A book review by Bobulous.

Despite sitting through A Level mathematics and further mathematics, plus university maths courses, I always end up forgetting just how complex statistics is.

Sure, I vaguely remember topics such as averages, variance, the Normal distribution, the central limit theorem, and the like. But it takes a book like this to remind me just how ignorant I am when it comes to the subject of looking for patterns in collected data.

Statistics: An Introduction using R begins by going over the fundamentals that should be (but rarely are) engraved into the mind of anyone aiming to explain the world with statistics. The author gives a nice example of sampling bias by describing a forest where trees are, naturally, distributed in a less than uniform way. Someone who wants to take a random sample of the trees in the whole forest may generate a set of random coordinates within that forest, and then pick the tree nearest to each of those coordinates to form their sample. The author clearly illustrates why this will not be an unbiased sample, as the uneven scattering of trees will mean that some trees are more likely to be chosen by this method than others. A sample only counts as unbiased if every single member of the target population had an exactly equal chance of being selected. Which means that the only way to take an unbiased sample of the tree population is to number every tree in the entire forest, and then draw numbers randomly from the range of one up to the number of the last tree.

The book then moves on to explain how to import data into R, an open source statistical analysis package (available from the R Project for Statistical Computing). The book explains that once a data set is loaded into R it is called a dataframe, and then explains how to summarise and select parts of a dataframe. This chapter is very short, so I strongly recommend you then read Appendix 1 Fundamentals Of The R Language, which briefs you on the syntax and features of R which you'll need to know to make sense of the examples in the main chapters.

Returning to the main chapters, central tendency and variance are described. Next is a chapter that shows how to analyse a single sample using R, calculating mean and variance, probabilities, and checking whether a sample is normally distributed using Q-Q plots and histograms and by calculating skew and kurtosis. The next chapter covers how to compare two samples, using Fisher's F test, Student's t-test, and various other tests designed to calculate how likely it is that two samples come from the same underlying distribution.

With the foundations covered, the rest of the book then concentrates on statistical modelling. (This is where my grasp began to slip, so forgive me if the following is inaccurate.) The aim of statistical modelling is to find the simplest formula that relates the response variable (usually marked on the vertical axis of a graph) to the explanatory variables (usually marked on the horizontal axis of a graph). R has a large number of functions and tools for creating such models, for checking how well they fit (such as making sure that they follow a normal distribution), and for checking whether a simpler model fits the observed data to within an acceptable discrepancy. Using these tools, you can strip away factors that have no significant effect on the response variable, and boil the model down until it contains only the factors that do significantly affect the response variable.

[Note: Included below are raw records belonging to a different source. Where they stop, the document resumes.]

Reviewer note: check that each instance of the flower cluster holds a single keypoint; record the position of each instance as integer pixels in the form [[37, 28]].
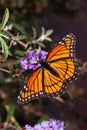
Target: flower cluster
[[33, 59], [51, 124]]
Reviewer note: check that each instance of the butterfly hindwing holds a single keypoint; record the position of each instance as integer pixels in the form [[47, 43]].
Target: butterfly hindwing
[[43, 82]]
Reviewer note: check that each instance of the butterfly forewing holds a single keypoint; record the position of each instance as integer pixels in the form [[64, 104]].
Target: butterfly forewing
[[61, 68]]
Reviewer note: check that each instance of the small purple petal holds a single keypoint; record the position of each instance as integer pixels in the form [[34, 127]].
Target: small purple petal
[[32, 59]]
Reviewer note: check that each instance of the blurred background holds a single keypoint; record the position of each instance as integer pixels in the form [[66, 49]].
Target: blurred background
[[64, 17]]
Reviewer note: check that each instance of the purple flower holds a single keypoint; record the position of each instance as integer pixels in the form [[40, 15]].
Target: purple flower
[[51, 124], [33, 59]]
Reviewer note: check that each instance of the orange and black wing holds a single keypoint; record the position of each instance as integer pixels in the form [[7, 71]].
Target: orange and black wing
[[62, 60]]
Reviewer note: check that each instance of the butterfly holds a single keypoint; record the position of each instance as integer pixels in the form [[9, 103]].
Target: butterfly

The book lays on plenty of examples, using regression (used when both explanatory and response variables are continuous) Anova (analysis of variance, used when the explanatory variables are categorical and the response is continuous), Ancova (analysis of covariance, used when there are both categorical and continuous explanatory variables, and the response is continuous), multiple regression (used when there are two or more continuous explanatory variables, and the response is continuous), and later examples where the response variable is not continuous (such as count data or proportion data). Despite the author carefully describing the mathematics behind the calculations of fit (with boxes that outline the definitions of the error sum of squares, total sum of squares, regression sum of squares, and other terms necessary for understanding the main text), I began to feel lost, and had to re-read some sections several times. Possibly it didn't help that I was reading on the train, with no data of my own to work with.

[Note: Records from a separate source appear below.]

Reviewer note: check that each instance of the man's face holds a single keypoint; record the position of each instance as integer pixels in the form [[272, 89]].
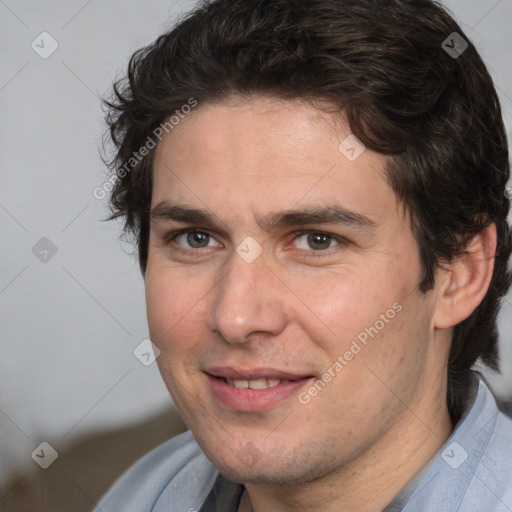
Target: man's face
[[272, 257]]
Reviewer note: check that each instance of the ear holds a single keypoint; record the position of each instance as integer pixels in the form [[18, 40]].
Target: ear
[[463, 286]]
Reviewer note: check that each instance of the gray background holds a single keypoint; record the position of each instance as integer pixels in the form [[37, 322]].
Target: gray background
[[69, 325]]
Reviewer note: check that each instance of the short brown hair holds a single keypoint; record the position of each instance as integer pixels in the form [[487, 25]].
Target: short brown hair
[[380, 61]]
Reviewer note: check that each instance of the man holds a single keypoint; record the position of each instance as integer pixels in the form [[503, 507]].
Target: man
[[317, 191]]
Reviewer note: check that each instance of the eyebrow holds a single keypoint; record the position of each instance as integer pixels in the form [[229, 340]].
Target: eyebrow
[[335, 215]]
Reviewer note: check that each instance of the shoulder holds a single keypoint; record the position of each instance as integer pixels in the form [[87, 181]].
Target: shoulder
[[175, 476]]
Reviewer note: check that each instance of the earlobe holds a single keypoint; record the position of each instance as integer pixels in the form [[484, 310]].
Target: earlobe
[[464, 284]]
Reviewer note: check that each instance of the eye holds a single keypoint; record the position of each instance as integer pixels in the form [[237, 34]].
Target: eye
[[195, 240], [315, 241]]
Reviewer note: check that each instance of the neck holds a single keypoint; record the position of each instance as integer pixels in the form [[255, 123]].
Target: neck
[[372, 481]]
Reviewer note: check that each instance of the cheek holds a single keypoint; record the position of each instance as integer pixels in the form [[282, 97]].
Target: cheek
[[176, 309]]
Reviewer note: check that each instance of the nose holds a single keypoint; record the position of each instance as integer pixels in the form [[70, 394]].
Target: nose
[[247, 303]]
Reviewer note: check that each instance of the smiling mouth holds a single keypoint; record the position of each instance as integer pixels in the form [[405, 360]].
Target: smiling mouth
[[255, 383]]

The book is accompanied by a website, Statistics: An Introduction using R, where you can download the data sets used in the book's examples. I found model simplification easy enough with basic data sets, but very difficult with more complex sets, failing to end up with the same minimal adequate model that the author reached even after several attempts.

Having read the whole book, I can't say I'd feel completely safe analysing real data samples with multiple factors. But I certainly gained a better understanding of how real statistical analysis should work, and I was left with the feeling that almost every real world survey, questionnaire and poll are carried out in such a way that their conclusions are meaningless. For someone who does collect unbiased samples of data as part of their work, and needs to be able to analyse the numbers intelligently, R is an excellent piece of free software. And Statistics: An Introduction using R is an excellent and detailed book for delving into serious analysis of such samples.